While it is well known that public defenders’ caseloads are untenably high in jurisdictions nationwide, prompting lawsuits, the situation is particularly dire in largely rural states such as Louisiana. These so-called legal deserts may have only one or two defense attorneys, who are usually near retirement with no one to take their place. In Mississippi, defendants routinely wait up to a year to even get assigned counsel. In Minnesota, counties can span hundreds of miles and court may sit only twice a month, requiring staff and lawyers to drive an hour each way.
Keene, while waiting in jail, was proactive in seeking his and his wife’s release. In September 2015, he wrote a letter to the court asking for a hearing to challenge the legitimacy of the charges, given the unusual nature of Berry’s purchase. He requested that they be allowed to appear without a lawyer, because their public defenders were overburdened with cases: “Our time with them is limited.” The court put his request for a hearing on pause, and like others among the 19 defendants, he was forced to put his life on hold.
A few days later, the prosecutor’s office officially released Berry’s identity as the informant. In January and March 2016, the public defender’s office filed motions to recuse itself from representing Keene and the defendants in the other cases related to Berry, due to conflict of interest.
Over several months in early 2016, attorneys from the MacArthur Justice Center (unrelated to the MacArthur Foundation, which funded reporting for this story), a criminal-justice advocacy organization, filed motions challenging the detention of Keene and some of the 19 others as an infringement of their constitutional rights. They argued they shouldn’t be kept in jail indefinitely without adequate representation simply because appropriate lawyers weren’t, and would perhaps never be, available.

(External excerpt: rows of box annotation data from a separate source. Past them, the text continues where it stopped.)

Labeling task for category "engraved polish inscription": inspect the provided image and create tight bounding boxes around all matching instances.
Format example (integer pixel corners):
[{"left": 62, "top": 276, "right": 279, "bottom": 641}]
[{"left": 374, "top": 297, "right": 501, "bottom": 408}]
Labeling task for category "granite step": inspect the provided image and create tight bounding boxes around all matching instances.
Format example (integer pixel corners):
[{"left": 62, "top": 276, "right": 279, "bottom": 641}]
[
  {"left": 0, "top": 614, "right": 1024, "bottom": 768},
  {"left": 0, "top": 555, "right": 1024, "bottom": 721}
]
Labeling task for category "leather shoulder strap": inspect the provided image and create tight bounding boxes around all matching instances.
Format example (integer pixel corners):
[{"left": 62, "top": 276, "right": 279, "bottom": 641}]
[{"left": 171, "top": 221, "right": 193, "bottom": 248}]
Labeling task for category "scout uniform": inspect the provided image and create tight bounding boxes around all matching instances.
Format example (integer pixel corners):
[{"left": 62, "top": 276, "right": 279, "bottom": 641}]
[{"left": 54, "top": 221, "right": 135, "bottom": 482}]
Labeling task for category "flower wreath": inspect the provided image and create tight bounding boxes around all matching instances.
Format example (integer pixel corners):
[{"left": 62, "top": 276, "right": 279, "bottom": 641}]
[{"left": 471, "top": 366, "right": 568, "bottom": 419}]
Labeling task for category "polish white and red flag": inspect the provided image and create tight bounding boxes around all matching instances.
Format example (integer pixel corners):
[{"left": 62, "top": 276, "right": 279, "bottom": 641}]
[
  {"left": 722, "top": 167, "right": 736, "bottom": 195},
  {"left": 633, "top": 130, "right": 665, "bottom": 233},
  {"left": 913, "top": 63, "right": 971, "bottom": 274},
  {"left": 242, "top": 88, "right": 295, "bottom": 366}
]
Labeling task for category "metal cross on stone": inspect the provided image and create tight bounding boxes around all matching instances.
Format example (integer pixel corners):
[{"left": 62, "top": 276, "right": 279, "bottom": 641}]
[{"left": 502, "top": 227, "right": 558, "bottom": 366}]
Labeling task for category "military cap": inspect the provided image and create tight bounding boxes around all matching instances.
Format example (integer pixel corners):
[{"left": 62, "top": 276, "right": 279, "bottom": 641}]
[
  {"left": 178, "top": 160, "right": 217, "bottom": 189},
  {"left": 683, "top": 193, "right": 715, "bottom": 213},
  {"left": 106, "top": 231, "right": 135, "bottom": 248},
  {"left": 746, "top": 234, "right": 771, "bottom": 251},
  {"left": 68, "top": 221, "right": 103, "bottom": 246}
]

These motions were not successful, but put pressure on the district attorney to resolve the situation. The judge didn’t rule on the public defender’s office’s motions to recuse itself, and the office continued not to work on the cases. However, in an uncommon arrangement, the district attorney offered all of the defendants plea deals for a single count of drug possession that would render some of them eligible for immediate release. The public defenders, in turn, agreed to convey this plea offer to the defendants, so long as the court granted each client access to independent counsel to advise them of their rights. Most of them took the deal.

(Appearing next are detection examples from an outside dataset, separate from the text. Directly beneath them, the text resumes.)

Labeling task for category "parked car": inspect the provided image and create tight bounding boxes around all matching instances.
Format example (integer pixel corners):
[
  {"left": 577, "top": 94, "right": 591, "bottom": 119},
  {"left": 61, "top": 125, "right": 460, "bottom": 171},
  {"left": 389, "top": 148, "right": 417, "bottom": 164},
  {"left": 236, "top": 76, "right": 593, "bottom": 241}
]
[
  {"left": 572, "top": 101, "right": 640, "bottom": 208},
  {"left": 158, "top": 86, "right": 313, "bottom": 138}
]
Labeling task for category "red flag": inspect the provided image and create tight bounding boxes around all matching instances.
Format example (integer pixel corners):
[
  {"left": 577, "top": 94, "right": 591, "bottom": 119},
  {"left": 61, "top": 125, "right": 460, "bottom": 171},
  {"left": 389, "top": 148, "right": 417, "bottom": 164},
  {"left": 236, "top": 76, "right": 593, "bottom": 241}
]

Keene, however, wasn’t willing to plead guilty; he felt he was innocent. He waited until early 2017 for a trial. He told me he was represented by another lawyer from outside the parish: “They went and got a different lawyer; they did my case as legitimate as they could do.”
The trial court found him guilty and initially sentenced him to 25 years in prison, a sentence that seemed disproportionate enough that his attorney objected at the time of sentencing. On appeal, Keene’s appellate counsel—a new set of lawyers—argued that the punishment was excessive, and last year, Keene was resentenced to nine years of prison time. He has since been released on parole, thanks to good behavior, among other factors. But there’s no guarantee that the same thing won’t happen again. Louisiana is still facing a crisis in public-defense funding; the state legislature isn’t considering any sustainable funding vehicles. In LaSalle Parish, the sheriff continues to make large drug busts—almost 600 in the past 10 years, in a parish with a population of fewer than 5,000. He has been reelected twice and is seeking a fourth term that will begin this fall, based again on a platform of arresting drug dealers.
Keene said his whole experience has soured him on lawyers and judges. “They hurt people,” he told me, “and they aren’t hurting.”